Homogeneous inhibition is optimal for the phase precession of place cells in the CA1 field

Abstract

AbstractPlace cells are hippocampal neurons encoding the position of an animal in space. Studies of place cells are essential to understanding the processing and transmission of information by neural networks of the brain. An important characteristic of place cell spike trains is phase precession. When an animal is running through the place field, the discharges of the place cells shift from the ascending phase of the theta rhythm through the minimum to the descending phase. The role of excitatory inputs to CA1 pyramidal neurons along the Schaffer collaterals and the perforant pathway in phase precession is described, but the role of inputs from local interneurons to CA1 pyramidal cell is poorly understood.
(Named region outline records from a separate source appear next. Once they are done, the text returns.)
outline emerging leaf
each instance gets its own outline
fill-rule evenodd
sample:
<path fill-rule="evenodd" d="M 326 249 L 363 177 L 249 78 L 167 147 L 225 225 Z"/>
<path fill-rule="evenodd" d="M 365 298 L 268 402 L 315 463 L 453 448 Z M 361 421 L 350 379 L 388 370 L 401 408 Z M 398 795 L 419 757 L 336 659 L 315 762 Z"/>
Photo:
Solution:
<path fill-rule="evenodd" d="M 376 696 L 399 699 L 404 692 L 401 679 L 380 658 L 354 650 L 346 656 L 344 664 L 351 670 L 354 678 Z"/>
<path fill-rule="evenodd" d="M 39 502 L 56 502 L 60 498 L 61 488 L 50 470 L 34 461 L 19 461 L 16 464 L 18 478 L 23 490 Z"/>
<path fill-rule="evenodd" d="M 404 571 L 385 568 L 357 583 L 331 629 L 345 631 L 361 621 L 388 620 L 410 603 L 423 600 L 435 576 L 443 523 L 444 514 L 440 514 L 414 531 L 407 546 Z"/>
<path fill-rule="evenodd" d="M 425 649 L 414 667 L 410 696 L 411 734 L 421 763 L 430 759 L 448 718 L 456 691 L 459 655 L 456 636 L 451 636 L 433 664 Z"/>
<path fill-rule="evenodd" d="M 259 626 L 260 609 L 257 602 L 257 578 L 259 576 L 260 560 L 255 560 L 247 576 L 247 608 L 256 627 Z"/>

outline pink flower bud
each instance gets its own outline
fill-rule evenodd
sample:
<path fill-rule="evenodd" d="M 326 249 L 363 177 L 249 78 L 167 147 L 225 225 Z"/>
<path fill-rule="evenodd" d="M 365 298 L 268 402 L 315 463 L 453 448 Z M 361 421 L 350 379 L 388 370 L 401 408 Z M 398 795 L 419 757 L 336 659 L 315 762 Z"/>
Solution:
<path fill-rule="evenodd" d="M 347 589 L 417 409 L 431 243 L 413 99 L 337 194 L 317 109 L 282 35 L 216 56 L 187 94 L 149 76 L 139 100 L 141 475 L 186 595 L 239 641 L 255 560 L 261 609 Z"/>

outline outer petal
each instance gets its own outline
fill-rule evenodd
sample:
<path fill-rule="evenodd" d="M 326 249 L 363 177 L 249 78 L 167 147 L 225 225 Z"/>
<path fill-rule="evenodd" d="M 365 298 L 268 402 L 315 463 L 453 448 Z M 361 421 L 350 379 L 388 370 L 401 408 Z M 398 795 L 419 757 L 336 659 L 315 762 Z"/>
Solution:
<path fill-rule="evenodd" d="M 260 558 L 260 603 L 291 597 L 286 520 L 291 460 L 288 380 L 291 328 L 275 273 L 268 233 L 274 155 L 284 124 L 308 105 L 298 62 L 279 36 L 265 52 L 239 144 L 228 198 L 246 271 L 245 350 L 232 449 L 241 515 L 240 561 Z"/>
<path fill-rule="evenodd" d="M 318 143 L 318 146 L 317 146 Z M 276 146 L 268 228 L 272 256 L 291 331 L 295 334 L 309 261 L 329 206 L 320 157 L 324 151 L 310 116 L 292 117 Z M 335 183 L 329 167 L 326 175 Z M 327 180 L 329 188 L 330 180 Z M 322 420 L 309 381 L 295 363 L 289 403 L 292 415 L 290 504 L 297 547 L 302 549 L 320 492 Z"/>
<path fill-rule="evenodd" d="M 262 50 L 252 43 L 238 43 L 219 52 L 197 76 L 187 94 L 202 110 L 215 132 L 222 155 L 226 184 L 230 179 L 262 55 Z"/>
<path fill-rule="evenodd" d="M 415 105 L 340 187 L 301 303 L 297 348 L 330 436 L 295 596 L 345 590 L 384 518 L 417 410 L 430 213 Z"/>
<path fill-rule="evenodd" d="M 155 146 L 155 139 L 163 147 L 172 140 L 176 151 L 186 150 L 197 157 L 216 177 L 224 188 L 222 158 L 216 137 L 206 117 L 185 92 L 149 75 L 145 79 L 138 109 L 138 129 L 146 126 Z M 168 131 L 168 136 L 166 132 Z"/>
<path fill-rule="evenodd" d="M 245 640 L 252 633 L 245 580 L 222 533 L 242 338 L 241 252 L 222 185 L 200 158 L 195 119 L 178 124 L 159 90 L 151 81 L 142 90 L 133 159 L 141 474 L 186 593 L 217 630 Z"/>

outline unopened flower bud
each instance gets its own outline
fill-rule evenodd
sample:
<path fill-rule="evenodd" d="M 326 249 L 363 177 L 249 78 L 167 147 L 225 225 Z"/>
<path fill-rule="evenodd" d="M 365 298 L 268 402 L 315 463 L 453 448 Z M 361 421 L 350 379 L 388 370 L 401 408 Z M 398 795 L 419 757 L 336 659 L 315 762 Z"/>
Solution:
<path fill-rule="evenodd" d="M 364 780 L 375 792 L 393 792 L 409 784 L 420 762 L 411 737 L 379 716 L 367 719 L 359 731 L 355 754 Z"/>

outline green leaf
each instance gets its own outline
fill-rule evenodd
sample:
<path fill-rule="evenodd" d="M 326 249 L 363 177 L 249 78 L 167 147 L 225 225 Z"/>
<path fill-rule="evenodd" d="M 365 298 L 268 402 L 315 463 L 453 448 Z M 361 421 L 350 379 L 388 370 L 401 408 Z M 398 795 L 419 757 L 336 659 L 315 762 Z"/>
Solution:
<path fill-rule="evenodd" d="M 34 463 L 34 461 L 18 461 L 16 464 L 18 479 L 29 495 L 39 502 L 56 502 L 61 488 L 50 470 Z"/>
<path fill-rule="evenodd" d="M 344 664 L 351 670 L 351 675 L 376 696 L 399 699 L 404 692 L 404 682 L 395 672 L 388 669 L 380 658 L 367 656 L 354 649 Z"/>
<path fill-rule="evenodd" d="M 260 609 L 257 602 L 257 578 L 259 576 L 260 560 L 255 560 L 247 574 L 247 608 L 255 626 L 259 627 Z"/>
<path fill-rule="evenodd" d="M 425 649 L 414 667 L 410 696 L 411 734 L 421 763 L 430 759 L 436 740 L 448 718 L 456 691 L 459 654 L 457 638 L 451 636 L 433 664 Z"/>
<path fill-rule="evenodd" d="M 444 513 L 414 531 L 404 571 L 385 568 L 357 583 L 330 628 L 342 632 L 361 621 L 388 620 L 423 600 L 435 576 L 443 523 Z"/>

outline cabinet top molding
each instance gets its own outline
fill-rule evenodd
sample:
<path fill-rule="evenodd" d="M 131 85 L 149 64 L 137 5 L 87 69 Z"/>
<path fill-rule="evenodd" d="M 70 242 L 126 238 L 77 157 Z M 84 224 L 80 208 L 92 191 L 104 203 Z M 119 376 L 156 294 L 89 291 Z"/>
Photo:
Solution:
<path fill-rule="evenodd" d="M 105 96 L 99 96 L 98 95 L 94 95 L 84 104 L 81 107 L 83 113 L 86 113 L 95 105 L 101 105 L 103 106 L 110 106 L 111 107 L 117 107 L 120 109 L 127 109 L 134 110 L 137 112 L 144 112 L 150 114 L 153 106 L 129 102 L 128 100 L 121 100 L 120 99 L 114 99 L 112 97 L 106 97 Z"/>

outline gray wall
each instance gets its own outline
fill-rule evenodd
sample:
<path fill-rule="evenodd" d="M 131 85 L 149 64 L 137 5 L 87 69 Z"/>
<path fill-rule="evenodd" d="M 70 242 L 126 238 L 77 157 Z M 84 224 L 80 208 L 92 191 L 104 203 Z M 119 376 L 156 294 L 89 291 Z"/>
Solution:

We have set the goal the contribution of field CA1 interneurons to the phase precession of place cells using mathematical methods. The CA1 field was chosen because it provides the largest set of experimental data required to build and verify the model. We have solved the optimization problem and found the parameters of the excitatory and inhibitory inputs to the pyramidal neuron of the CA1 field so that the neuron generates a spike train with the effect of phase precession. We have discovered that the uniform inhibition of field CA1 pyramidal neurons best explains the effect of phase precession. Among interneurons, axo-axonal neurons make the greatest contribution to the inhibition of pyramidal cells.